Apparently, without years of power and hanging out with that twisted Pam, Eric’s base personality is that of a sweet, shy, apologetic, protective 15-year-old boy. And this is giving the viewers what we want. The girls, at least, want to see him playing house with Sookie. Living with Sookie, he had to wear Jason’s old clothes, so naturally he got an awful sleeveless hoodie, which almost ruined all the cuteness. Eric ate Sookie’s fairy godmother, which was not surprising and we don’t really care.
The episode had lots of the one-liners and funny moments. Eric calling Sookie “Snooki.” Keep him away from South Park, Sookie, unless you want him to think you want SMOOSH SMOOSH. You know you do… We also liked these lines: “What does he think this is, Nazi Germany? He did look kind of Aryan.” We’ve decided to find Arlene’s devil baby funny rather than silly. The baby enjoying Jessica’s evil doll was hilariousity. Tommy as Maxine’s new son needs to last a little while. At least she’s teaching him how to read! We'd grouse about Tommy's plan to steal from his new Mommy, but it's expected. The characters on this show often do atrocious things like that.
We have to mention Jason now. We were eating pasta when we first saw him, and seeing his ruined chest and the panther hicks eating meat off of bones totally ruined our dinner. Crystal was never a great person, or even a fun girl. But OF COURSE Jason would fall for her. Mysterious + beautiful + needing protection + hard to get/forbidden = SPROING. Even if she is just God-awful. And she is. Crystal raped Jason to get a baby, and with that, he was finally over her. There was a whole line of girls out waiting to get them a baby daddy as well. This plan will probably succeed, because you know their breeding problems stem from inbreeding. It seems like guys would like a bunch of girls to rape him, but we know from this case, they don’t.
Crystal is not the only woman running all over her guy. She’s just the creepiest/rapist one. Jessica brainwashed Hoyt into forgetting she’s a cheater. Alcide is with Debbie, so Sookie can’t have sex with him yet. Remember Debbie? She was Alcide’s V-addict ex who tried to kill Sookie. She’s clean and sober now, AND she’s found Jesus. Well, praise the Lord. NOT. Look, when addicts find Jesus in real life, that’s more than fine with us. When they find Jesus on our TV shows, that ruins a perfectly good TV show. Bring back psycho murdering Debbie! Even after all she put him through, Alcide took her back. Most guys would be done with that. Maybe that’s why he’s never had sex with Sookie. Noooo balls.

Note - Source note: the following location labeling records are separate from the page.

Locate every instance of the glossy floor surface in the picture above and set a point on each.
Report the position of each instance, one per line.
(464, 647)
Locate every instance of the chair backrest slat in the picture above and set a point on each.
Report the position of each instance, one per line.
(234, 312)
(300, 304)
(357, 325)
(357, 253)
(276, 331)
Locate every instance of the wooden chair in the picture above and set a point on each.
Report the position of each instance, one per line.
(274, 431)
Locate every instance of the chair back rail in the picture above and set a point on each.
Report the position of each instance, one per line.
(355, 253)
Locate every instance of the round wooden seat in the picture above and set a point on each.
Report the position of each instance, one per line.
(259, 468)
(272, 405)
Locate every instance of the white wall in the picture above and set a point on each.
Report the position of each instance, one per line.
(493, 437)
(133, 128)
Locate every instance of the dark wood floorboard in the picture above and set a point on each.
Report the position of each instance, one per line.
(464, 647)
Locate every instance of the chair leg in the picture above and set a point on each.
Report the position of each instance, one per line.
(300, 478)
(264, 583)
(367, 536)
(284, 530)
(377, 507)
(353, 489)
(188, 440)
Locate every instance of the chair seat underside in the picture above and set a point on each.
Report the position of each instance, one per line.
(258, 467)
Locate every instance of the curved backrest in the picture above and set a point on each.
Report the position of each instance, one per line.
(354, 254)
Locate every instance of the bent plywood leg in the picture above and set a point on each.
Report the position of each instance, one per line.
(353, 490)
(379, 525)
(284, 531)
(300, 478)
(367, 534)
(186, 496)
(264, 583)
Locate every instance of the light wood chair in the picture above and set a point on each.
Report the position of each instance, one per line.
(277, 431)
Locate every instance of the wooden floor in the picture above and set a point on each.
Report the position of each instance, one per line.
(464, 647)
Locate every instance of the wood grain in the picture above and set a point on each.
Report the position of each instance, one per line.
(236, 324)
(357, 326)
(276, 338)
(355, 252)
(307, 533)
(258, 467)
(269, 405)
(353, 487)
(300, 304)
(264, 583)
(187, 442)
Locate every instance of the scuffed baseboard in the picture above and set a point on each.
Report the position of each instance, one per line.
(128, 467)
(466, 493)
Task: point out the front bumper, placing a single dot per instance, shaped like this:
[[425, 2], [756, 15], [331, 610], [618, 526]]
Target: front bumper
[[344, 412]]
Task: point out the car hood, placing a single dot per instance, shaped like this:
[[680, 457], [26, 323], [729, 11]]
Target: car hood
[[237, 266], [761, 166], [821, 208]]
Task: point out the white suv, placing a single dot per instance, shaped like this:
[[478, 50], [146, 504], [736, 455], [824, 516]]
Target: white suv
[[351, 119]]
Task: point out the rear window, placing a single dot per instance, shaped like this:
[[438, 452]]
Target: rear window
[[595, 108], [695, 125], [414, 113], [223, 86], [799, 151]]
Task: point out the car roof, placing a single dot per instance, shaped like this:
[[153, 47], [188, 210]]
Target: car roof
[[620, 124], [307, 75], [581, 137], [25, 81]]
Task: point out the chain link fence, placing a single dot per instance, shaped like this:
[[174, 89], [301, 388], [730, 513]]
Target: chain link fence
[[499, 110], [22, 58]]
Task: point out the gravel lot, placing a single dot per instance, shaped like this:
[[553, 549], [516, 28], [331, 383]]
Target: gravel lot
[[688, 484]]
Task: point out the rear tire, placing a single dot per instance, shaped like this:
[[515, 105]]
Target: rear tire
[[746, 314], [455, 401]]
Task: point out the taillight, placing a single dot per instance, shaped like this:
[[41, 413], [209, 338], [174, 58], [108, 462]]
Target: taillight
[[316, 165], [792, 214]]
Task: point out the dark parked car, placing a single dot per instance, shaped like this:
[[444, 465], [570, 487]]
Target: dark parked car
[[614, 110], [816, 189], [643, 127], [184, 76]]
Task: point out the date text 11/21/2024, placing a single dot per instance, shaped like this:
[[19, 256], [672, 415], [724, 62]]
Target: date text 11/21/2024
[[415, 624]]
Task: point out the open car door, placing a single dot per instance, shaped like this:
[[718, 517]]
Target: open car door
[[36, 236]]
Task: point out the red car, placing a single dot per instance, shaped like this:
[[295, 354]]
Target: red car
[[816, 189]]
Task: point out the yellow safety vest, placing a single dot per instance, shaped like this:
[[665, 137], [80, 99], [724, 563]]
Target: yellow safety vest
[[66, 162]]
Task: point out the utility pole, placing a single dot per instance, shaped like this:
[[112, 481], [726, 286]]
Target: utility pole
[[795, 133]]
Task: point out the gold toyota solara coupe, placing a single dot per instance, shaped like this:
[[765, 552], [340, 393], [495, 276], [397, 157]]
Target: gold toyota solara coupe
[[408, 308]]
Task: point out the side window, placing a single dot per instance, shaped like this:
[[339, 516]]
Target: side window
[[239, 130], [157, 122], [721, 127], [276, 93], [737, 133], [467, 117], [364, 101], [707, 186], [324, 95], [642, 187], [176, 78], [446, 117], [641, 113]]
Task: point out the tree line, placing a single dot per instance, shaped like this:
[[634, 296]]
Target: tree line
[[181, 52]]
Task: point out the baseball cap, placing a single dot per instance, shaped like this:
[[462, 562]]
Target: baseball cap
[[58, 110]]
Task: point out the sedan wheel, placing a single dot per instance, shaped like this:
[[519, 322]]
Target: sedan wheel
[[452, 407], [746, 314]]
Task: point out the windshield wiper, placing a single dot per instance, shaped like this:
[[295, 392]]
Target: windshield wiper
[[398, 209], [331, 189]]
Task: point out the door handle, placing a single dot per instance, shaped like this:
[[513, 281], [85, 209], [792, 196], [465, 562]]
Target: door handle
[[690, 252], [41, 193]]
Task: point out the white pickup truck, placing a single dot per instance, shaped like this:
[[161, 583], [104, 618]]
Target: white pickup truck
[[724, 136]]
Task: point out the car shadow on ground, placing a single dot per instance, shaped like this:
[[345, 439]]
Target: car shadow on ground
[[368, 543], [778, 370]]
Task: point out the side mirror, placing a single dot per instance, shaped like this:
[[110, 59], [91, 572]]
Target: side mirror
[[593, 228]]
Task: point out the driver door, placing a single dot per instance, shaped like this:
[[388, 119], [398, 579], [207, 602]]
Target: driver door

Bill is much more interesting now. His new PR tactic is to kill everyone who makes the vamps look bad on YouTube. That wasn’t exactly what they taught this blogger in her college major (PR), but we have to admit, that sounds effective. We like hard-core Bill. Half of the problem with Bill was the pathetic look on his face and what a poontang he was. That’s gone. He and Jessica have a sweet relationship now, too.
Portia and Bill had sex after she pretty much threw herself at him. He was into it, as long as she was ok with him “never loving her.” We think Portia is pathetic and desperate for being into that. No one deserves to settle like that. But we are happy that there is one man in this episode (besides Terry, who is always cool) who knows how to not let his girlfriend totally and completely abuse him. If Bill were human, he’d be enjoying some good sandwiches right now.
Petunia Dursley let some younger spirit woman use her as a conduit while she slit her wrists and offered herself up. What kind of sad freak would do that?
People who need to die update: Andy.